Thanks, yes the first packet dump agrees with your description. A quick examination of the mount source in nfs-utils doesn't show many any MOUNT pings done using a client that asked for a reserved port--so I'm not sure where those are coming from.
Created attachment 542640 [details] packet dump with mountproto=tcp
After looking at the current TCP packet dump. This particular dump is not useful. It has been filtered to the degree where the important parts are missing. There are concerns about potential customer data and so tomorrow I will examine the data from the TCP mountproto file without attaching it to the case. The hope is that conntrack can use the TCP semantics to reuse connections more quickly. Unless I come up with some better idea after looking at the TCP mountproto dump my plan is to keep looking at this and if necessary generate a prototype patch which tries to reuse the port so that each compute node only uses 1 resv port to mount all the file systems rather than 1 resv port for each fs for each compute node. My current theories regarding the root cause of the difference between rhel5 and rhel6 in this case are: - fewer file systems, - more actual file servers, - fewer compute nodes going through one NAT In other words the 2nd NULL call is probably a red herring and we have a threshold thing. For some reason the RHEL5 clusters are sub-threshold but the new RHEL6 clusters are above the threshold.

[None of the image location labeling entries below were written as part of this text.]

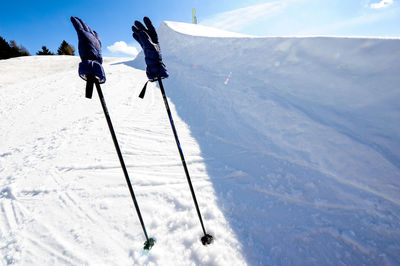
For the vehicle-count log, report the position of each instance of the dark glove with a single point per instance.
(147, 38)
(89, 50)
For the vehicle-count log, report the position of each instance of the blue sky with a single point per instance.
(44, 22)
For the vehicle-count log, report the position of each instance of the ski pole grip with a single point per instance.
(89, 86)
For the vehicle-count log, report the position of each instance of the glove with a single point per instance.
(147, 38)
(89, 50)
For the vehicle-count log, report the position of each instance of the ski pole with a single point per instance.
(89, 86)
(206, 239)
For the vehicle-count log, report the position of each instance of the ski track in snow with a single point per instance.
(300, 138)
(63, 198)
(292, 144)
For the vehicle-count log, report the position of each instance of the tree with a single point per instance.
(66, 49)
(44, 51)
(5, 49)
(8, 50)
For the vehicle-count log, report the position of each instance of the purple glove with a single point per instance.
(148, 39)
(89, 50)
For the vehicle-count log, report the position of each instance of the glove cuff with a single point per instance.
(92, 68)
(156, 71)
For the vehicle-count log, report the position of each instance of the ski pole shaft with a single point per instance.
(121, 159)
(181, 153)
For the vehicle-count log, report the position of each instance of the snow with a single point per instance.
(292, 144)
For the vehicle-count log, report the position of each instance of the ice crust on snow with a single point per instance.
(293, 145)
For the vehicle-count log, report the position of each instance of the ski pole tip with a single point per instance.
(149, 244)
(207, 239)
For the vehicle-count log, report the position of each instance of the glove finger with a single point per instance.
(140, 26)
(151, 30)
(97, 36)
(145, 39)
(136, 37)
(76, 23)
(135, 30)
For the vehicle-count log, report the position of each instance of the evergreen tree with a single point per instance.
(44, 51)
(66, 49)
(8, 50)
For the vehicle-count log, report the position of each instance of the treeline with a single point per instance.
(11, 49)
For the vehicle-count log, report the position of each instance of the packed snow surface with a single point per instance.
(293, 145)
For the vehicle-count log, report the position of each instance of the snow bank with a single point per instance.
(300, 137)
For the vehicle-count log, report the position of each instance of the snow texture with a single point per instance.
(293, 145)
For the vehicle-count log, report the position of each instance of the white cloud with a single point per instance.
(382, 4)
(122, 48)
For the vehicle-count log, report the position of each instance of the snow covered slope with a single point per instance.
(292, 143)
(300, 137)
(63, 196)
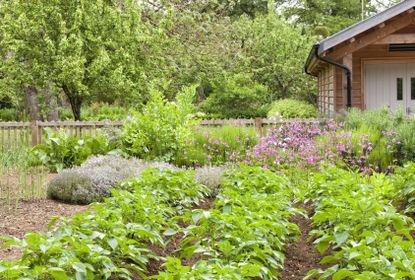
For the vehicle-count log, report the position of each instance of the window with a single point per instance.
(399, 88)
(412, 88)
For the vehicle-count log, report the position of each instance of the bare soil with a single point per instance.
(31, 216)
(301, 256)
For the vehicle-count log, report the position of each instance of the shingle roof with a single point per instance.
(360, 27)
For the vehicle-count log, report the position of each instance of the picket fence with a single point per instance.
(16, 135)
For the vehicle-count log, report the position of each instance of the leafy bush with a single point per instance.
(217, 146)
(405, 136)
(381, 119)
(236, 96)
(211, 177)
(244, 234)
(9, 115)
(94, 179)
(369, 238)
(62, 150)
(160, 131)
(292, 109)
(113, 240)
(404, 181)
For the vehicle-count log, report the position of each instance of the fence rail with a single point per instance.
(15, 135)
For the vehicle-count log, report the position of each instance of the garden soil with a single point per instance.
(301, 256)
(33, 216)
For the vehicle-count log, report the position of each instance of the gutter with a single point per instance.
(347, 71)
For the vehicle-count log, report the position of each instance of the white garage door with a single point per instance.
(391, 85)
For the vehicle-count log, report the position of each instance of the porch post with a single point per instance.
(347, 61)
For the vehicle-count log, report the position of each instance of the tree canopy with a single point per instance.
(117, 51)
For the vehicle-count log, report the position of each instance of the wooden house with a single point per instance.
(368, 65)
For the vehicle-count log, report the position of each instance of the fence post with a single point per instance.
(258, 126)
(35, 133)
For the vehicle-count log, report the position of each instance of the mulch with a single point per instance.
(301, 256)
(31, 216)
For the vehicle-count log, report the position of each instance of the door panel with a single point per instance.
(410, 103)
(386, 85)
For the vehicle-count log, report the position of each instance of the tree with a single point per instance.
(325, 17)
(84, 49)
(274, 52)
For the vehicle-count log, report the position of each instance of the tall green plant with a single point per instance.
(160, 131)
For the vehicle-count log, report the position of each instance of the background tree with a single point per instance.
(84, 49)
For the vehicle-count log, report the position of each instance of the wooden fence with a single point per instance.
(15, 135)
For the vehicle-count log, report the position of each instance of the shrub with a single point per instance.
(9, 114)
(103, 111)
(405, 136)
(217, 146)
(210, 176)
(236, 96)
(292, 109)
(62, 150)
(93, 180)
(381, 119)
(73, 186)
(160, 131)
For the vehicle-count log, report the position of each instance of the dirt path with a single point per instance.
(31, 216)
(301, 256)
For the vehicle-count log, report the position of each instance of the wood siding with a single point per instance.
(326, 90)
(373, 53)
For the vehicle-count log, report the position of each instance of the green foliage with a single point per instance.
(353, 216)
(62, 150)
(84, 49)
(112, 240)
(160, 131)
(325, 17)
(236, 96)
(14, 158)
(274, 52)
(292, 109)
(406, 137)
(244, 235)
(98, 112)
(217, 146)
(9, 115)
(404, 181)
(381, 119)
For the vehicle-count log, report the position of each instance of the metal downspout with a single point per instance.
(342, 66)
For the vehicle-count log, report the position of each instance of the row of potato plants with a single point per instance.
(112, 240)
(355, 223)
(243, 235)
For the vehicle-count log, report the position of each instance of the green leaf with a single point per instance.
(79, 267)
(113, 243)
(169, 232)
(58, 273)
(342, 274)
(341, 237)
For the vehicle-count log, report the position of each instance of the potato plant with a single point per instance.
(112, 239)
(244, 235)
(368, 237)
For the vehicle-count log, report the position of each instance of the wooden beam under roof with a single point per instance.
(397, 39)
(372, 36)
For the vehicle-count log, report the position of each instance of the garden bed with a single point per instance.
(31, 216)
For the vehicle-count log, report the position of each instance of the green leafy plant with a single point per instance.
(112, 241)
(236, 96)
(160, 131)
(62, 150)
(353, 216)
(292, 109)
(243, 235)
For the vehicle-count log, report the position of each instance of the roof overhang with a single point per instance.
(357, 29)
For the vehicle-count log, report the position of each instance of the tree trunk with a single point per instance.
(31, 96)
(52, 103)
(75, 100)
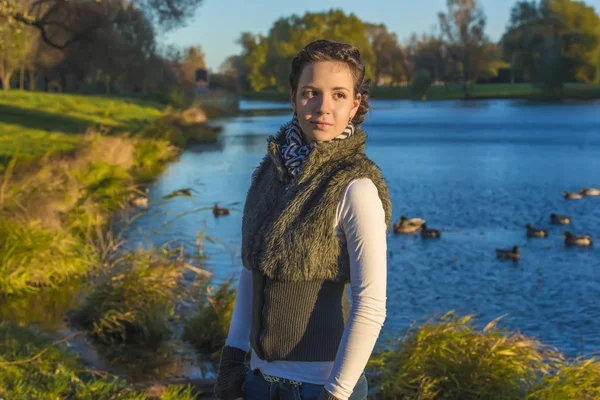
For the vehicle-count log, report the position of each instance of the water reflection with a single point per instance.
(480, 171)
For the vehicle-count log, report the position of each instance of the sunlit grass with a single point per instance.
(31, 368)
(34, 124)
(456, 92)
(577, 379)
(32, 256)
(208, 329)
(449, 358)
(132, 301)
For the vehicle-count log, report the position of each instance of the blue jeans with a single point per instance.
(256, 388)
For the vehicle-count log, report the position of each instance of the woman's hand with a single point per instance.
(231, 374)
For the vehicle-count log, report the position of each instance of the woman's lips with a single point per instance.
(321, 125)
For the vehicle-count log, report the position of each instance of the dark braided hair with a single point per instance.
(329, 50)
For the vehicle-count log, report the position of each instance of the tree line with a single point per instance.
(547, 42)
(111, 46)
(95, 46)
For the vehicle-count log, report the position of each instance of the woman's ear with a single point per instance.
(293, 100)
(357, 101)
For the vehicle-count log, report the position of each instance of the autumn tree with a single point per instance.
(554, 41)
(390, 59)
(463, 30)
(193, 59)
(268, 59)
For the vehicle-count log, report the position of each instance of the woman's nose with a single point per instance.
(323, 105)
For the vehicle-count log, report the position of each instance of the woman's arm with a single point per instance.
(241, 319)
(362, 219)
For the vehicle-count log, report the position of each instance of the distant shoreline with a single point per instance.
(524, 91)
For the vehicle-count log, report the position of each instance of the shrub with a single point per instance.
(421, 83)
(131, 304)
(448, 358)
(208, 330)
(577, 379)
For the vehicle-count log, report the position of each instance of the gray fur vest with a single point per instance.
(287, 227)
(300, 269)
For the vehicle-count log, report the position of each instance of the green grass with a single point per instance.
(448, 357)
(32, 256)
(30, 368)
(452, 92)
(208, 329)
(34, 123)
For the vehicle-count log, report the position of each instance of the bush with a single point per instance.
(579, 379)
(448, 358)
(175, 130)
(32, 257)
(58, 374)
(208, 330)
(132, 303)
(421, 83)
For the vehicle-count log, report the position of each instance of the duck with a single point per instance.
(577, 240)
(513, 254)
(589, 192)
(218, 211)
(429, 233)
(560, 219)
(572, 196)
(406, 225)
(535, 232)
(138, 201)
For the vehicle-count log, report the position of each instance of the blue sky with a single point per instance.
(217, 24)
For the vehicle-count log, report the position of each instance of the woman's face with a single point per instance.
(325, 100)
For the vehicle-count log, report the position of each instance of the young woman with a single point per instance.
(315, 221)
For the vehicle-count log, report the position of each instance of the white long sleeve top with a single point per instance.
(360, 224)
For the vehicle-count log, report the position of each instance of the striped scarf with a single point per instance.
(294, 151)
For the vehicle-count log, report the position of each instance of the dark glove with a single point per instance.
(231, 374)
(325, 395)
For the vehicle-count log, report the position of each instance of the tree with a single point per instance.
(554, 41)
(63, 22)
(14, 48)
(463, 29)
(290, 35)
(254, 60)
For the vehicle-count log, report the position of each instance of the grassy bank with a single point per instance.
(68, 166)
(448, 357)
(33, 368)
(455, 92)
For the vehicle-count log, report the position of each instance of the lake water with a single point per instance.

I've been looking at the mountproto=tcp dump and I have so far been unable to find a problem with it. However, I have some uncertainty still. I'm beginning to suspect that the reports by the sysadmin that this takes as long as with UDP is for a different reason. I think it simply is the accumulated time it takes to bring up and tear down that many TCP connections. Conntrack appears to be working right too. It is just that it is running out of resv ports and since there is nothing in the UDP protocol to tell conntrack that the connection is done the way that there is with TCP, it has to rely on a timeout and with all the nodes, all the mounts, and the few servers it can't come up with a mapping that works. Some possible solutions that I have suggested: 1) IPv6 - no NAT LLNL can't do this yet. 2) don't require resv ports on the Filer There is some concern that this won't be acceptable to the security people. 3) pdsh -g gw pdsh -f4 mount_all_nfs_filesystems This is their workaround for the moment. Other things which might be possible: 1) A modification to the NFS client code that tries to reuse ports if called to mount within a few seconds of the mount 2) A modification to the conntrack which understands the NFS mount protocol better and this allows it to reuse the resv ports more quickly because it can recognize that the resv port communication is done.